In this assignment you will complete **two questions**. The **deadline is posted on Canvas**.


## Assignment Guide (Read Me First)

- This notebook provides an **Install Required Libraries** cell and a **Common Imports & Polite Headers** cell. Run them first.
- Each question includes a **skeleton**. The skeleton is **not** a solution; it is a lightweight scaffold you may reuse.
- Under each skeleton you will find a **“Write your answer here”** code cell. Implement your scraping, cleaning, and saving logic there.
- When your code is complete, run the **Runner** cell to print a Top‑15 preview and save the CSV.
- Expected outputs:
  - **Q1:** `data_q1.csv` + Top‑15 sorted by the specified numeric column.
  - **Q2:** `data_q2.csv` + Top‑15 sorted by `points`.


In [None]:
 #Install Required Libraries
!pip -q install requests beautifulsoup4 lxml pandas
print("Dependencies installed.")


Dependencies installed.


### 2) Common Imports & Polite Headers

In [None]:
# Common Imports & Polite Headers
import re, sys, pandas as pd, requests
from bs4 import BeautifulSoup
HEADERS = {"User-Agent": (
    "Mozilla/5.0 (X11; Linux x86_64) AppleWebKit/537.36 "
    "(KHTML, like Gecko) Chrome/122.0 Safari/537.36")}
def fetch_html(url: str, timeout: int = 20) -> str:
    r = requests.get(url, headers=HEADERS, timeout=timeout)
    r.raise_for_status()
    return r.text
def flatten_headers(df: pd.DataFrame) -> pd.DataFrame:
    if isinstance(df.columns, pd.MultiIndex):
        df.columns = [" ".join([str(x) for x in tup if str(x)!="nan"]).strip()
                      for tup in df.columns.values]
    else:
        df.columns = [str(c).strip() for c in df.columns]
    return df
print("Common helpers loaded.")


Common helpers loaded.


## Question 1 — IBAN Country Codes (table)
**URL:** https://www.iban.com/country-codes  
**Extract at least:** `Country`, `Alpha-2`, `Alpha-3`, `Numeric` (≥4 cols; you may add more)  
**Clean:** trim spaces; `Alpha-2/Alpha-3` → **UPPERCASE**; `Numeric` → **int** (nullable OK)  
**Output:** write **`data_q1.csv`** and **print a Top-15** sorted by `Numeric` (desc, no charts)  
**Deliverables:** notebook + `data_q1.csv` + short `README.md` (URL, steps, 1 limitation)

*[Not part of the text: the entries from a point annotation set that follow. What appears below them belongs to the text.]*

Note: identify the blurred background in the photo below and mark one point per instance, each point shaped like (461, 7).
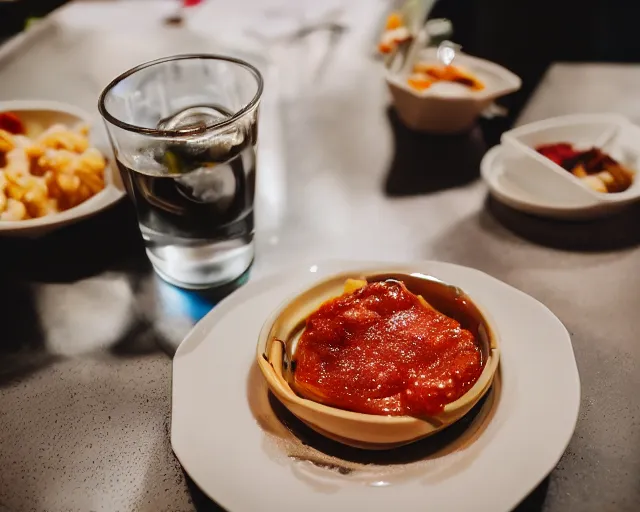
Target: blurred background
(525, 36)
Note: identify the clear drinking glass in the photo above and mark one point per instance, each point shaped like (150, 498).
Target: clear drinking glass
(184, 134)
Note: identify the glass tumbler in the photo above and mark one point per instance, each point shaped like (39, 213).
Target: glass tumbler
(184, 134)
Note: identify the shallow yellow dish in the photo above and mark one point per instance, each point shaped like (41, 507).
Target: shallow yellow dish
(277, 343)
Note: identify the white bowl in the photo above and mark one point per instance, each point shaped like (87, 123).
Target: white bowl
(503, 170)
(449, 108)
(47, 113)
(549, 182)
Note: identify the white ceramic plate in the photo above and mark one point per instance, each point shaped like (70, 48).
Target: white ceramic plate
(523, 192)
(225, 433)
(48, 113)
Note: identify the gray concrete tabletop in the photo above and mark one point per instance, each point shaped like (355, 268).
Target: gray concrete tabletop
(87, 329)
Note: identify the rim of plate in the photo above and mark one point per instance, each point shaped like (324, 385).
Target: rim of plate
(534, 469)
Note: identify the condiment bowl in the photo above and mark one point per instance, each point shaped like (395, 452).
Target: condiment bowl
(445, 107)
(548, 181)
(38, 115)
(276, 351)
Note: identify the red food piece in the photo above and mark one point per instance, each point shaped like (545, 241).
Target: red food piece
(381, 351)
(11, 123)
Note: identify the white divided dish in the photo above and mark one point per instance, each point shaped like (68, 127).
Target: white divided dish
(229, 438)
(524, 179)
(46, 113)
(448, 107)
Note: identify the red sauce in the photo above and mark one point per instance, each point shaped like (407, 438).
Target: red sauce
(379, 350)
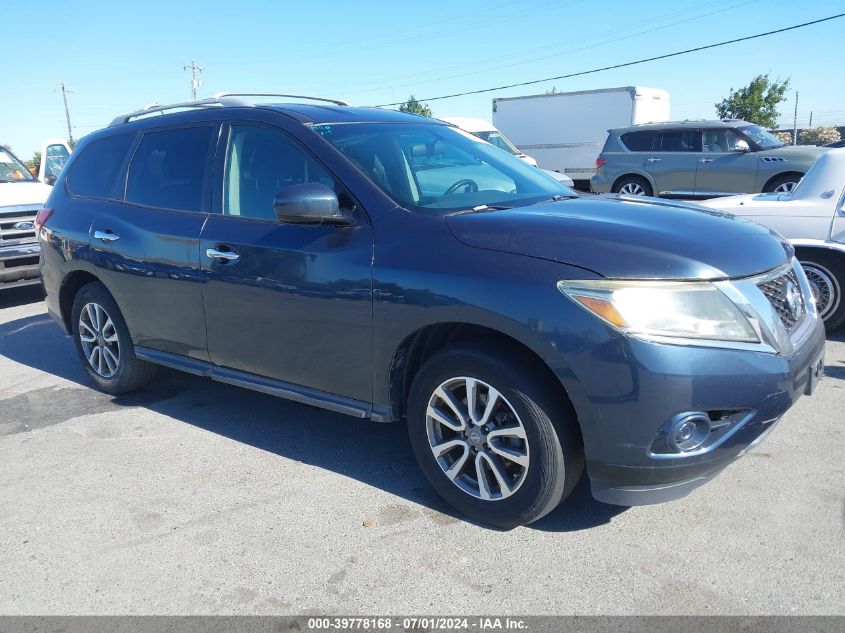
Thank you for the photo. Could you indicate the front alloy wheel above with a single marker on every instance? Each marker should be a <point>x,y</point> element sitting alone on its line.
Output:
<point>477,438</point>
<point>99,340</point>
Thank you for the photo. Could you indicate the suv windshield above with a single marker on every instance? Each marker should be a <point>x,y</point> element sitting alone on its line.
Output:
<point>12,169</point>
<point>499,140</point>
<point>761,137</point>
<point>434,168</point>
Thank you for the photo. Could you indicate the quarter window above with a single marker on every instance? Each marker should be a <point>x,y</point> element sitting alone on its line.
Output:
<point>678,141</point>
<point>168,169</point>
<point>260,163</point>
<point>638,141</point>
<point>94,171</point>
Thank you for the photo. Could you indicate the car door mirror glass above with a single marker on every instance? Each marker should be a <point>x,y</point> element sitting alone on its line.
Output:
<point>309,203</point>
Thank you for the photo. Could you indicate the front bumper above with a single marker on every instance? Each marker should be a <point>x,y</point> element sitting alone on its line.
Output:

**Tip:** You can use `pandas.read_html(html)` to read tables and then pick one with ≥3 columns.


In [None]:
# --- Q1 Skeleton (fill the TODOs) ---
def q1_read_table(html: str) -> pd.DataFrame:
    """Return the first table with >= 3 columns from the HTML."""
    tables = pd.read_html(html)
    if not tables:
        raise ValueError("No tables found on the page.")
    # pick first table with >=3 cols
    df = None
    for t in tables:
        if t.shape[1] >= 3:
            df = t.copy()
            break
    if df is None:
        raise ValueError("No suitable table (>=3 columns) found.")

    df = flatten_headers(df)

    # Normalize column names for easier downstream use
    col = {c: c.strip() for c in df.columns}
    df.rename(columns=col, inplace=True)

    # Try to standardize common header variants
    rename_map = {}
    for c in df.columns:
        lc = c.lower()
        if "country" in lc and "code" not in lc:
            rename_map[c] = "Country"
        elif "alpha-2" in lc or ("alpha" in lc and "2" in lc):
            rename_map[c] = "Alpha-2"
        elif "alpha-3" in lc or ("alpha" in lc and "3" in lc):
            rename_map[c] = "Alpha-3"
        elif "numeric" in lc and "code" in lc or lc.strip() == "numeric":
            rename_map[c] = "Numeric"
    df.rename(columns=rename_map, inplace=True)

    return df


def q1_clean(df: pd.DataFrame) -> pd.DataFrame:
    """Clean columns: strip, UPPER Alpha-2/Alpha-3, cast Numeric to int (nullable), drop invalids."""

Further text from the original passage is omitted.